In Mr. Axelrod’s telling, Mr. Obama brought to the presidency a set of goals for health care, the economy and the environment whose self-evident rightness should have been embraced because they transcended politics and ideology. Indeed, Mr. Axelrod only once calls Mr. Obama’s goals “progressive” and merely alludes to the “Netroots,” the left-wing activists who mobilized with great success for Mr. Obama in 2008. Both Mr. Axelrod and the president thought Republican opposition to the $800 billion stimulus and Affordable Care Act was utterly base. During the health-law battle, Mr. Obama says of Sen. Mitch McConnell and the GOP leadership: “These guys are so cynical. They would take the country over the side just to score some points.”
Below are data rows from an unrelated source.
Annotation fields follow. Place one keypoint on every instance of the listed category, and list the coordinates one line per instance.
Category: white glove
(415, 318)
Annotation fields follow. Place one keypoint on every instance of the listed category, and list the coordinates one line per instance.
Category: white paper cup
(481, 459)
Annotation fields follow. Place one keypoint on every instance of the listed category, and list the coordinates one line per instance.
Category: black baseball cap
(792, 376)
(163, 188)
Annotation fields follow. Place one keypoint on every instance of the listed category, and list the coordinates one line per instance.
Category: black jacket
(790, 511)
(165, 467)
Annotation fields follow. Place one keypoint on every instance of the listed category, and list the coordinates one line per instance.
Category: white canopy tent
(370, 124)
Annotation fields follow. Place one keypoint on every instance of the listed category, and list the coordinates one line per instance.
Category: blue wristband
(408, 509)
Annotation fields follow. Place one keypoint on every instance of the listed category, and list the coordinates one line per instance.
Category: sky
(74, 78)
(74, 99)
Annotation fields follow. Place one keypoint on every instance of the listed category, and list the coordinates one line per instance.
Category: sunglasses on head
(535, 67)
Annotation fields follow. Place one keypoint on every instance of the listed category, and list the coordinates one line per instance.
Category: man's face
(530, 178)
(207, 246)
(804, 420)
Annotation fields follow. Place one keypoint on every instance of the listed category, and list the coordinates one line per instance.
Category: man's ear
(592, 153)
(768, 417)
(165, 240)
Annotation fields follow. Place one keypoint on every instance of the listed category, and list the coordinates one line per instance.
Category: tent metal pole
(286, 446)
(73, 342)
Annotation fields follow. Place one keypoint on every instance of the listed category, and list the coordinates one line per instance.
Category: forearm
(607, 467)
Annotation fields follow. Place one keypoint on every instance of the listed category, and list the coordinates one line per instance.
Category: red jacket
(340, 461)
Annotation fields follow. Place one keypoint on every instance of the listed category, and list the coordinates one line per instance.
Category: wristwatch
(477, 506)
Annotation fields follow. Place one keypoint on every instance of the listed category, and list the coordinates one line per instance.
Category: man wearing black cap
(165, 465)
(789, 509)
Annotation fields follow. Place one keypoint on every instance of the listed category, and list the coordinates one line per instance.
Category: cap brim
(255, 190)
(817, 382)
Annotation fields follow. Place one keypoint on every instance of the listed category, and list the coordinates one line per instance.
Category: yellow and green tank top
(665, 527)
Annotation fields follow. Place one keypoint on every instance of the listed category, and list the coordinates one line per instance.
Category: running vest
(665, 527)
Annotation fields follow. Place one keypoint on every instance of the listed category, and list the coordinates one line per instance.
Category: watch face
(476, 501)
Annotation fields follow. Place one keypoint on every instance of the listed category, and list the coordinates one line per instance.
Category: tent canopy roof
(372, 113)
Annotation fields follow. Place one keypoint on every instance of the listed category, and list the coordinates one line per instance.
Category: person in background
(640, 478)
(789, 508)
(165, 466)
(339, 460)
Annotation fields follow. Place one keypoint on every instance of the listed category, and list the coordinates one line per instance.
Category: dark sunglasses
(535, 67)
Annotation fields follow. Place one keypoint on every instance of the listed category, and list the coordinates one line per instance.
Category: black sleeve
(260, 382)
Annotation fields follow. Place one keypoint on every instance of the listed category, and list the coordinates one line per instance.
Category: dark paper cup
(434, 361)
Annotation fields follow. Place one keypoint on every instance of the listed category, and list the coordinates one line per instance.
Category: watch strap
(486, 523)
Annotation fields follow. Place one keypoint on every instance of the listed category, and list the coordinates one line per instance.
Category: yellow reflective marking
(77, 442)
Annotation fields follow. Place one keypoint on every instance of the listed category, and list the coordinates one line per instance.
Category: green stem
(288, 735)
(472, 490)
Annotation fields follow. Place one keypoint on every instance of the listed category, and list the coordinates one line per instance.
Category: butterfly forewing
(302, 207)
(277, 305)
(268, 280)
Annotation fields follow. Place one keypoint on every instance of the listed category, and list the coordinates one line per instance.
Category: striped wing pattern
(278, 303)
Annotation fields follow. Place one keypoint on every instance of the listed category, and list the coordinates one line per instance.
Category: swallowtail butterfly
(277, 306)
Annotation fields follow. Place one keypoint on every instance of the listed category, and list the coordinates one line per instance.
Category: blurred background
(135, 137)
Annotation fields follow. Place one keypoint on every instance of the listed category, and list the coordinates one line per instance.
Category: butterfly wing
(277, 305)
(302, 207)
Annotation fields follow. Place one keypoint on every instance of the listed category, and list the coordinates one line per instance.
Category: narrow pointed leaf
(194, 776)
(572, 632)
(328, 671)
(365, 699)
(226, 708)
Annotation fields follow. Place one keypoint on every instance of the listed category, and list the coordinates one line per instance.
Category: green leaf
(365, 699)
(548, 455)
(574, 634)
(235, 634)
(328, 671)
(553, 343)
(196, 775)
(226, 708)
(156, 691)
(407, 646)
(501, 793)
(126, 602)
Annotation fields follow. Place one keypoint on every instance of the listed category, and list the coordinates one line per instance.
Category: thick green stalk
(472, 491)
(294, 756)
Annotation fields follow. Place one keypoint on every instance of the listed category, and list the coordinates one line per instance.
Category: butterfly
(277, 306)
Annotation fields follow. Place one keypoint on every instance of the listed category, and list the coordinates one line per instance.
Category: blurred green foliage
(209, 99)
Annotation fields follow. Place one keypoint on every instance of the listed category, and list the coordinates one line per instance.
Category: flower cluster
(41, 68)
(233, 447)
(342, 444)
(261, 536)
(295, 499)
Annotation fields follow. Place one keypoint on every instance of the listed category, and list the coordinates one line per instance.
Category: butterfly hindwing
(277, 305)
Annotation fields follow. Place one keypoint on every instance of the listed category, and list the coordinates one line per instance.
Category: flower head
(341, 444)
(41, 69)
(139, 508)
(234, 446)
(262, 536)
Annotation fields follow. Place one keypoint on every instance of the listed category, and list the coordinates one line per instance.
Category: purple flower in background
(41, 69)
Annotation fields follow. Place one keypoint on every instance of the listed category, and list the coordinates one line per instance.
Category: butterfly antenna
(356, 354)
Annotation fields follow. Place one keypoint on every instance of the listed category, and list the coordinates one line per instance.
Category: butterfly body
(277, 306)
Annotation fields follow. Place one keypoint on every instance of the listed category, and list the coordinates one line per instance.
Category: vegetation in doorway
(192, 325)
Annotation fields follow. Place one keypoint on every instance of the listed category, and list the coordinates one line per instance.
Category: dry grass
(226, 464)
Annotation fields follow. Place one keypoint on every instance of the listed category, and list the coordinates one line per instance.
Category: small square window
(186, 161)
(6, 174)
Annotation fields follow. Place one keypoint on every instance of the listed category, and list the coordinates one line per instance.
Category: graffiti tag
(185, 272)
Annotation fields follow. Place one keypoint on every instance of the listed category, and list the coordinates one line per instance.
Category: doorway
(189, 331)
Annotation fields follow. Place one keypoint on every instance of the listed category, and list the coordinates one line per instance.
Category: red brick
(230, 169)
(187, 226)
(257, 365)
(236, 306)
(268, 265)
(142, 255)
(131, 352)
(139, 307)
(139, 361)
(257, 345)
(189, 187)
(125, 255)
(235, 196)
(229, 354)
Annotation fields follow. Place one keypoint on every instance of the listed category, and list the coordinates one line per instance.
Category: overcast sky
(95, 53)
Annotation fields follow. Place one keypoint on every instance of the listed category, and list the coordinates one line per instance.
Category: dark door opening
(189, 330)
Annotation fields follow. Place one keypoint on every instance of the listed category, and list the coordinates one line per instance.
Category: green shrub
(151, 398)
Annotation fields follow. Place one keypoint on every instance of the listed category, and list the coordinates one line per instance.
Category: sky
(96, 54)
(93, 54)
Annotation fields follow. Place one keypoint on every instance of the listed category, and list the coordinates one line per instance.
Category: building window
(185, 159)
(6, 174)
Mr. Axelrod’s account of the Obama presidency is basically Mr. Smith Goes to Washington, to the 10th power. Even in the smallest White House groups, Mr. Obama is constantly giving Jimmy Stewart speeches: “I know things are tough right now and a lot of pundits are saying that the presidency is at stake and all of that. I don’t care about any of that. I’m not thinking about reelection.” Rahm Emanuel appears to be the only one driven a little nuts by the atmosphere of political other-worldliness.

Along the way, Mr. Axelrod tells some notable anecdotes. At a New York dinner, for example, a frustrated Barbra Streisand says the president has to talk to people in simpler terms, for the Gruberesque reason: “I hate to say it, but people are stupid.”

Mr. Axelrod says it was his idea to appoint Elizabeth Warren , “a hero to the Left,” to run the new Consumer Financial Protection Bureau.

He suggests amid the financial crisis that Treasury Secretary Tim Geithner prevailed against White House economic advisers Larry Summers and Christina Romer (“who generally didn’t mix”), in their advice in favor of a government intervention that Mr. Axelrod calls “nationalizing the banks.”

In one of the memoir’s most intriguing moments, he recalls Mr. Obama’s ruminations on a second term. “I’ll be honest,” Mr. Obama says, “four years of this might be enough. I won’t be run out. But if we can turn the economy around and get some things like health care done, I could see walking away from it.”

Instead, as the author of “Believer” might say, Barack Obama and the United States are still in the hands of history.

Mr. Henninger, deputy editor of the editorial page, writes the Wonder Land column.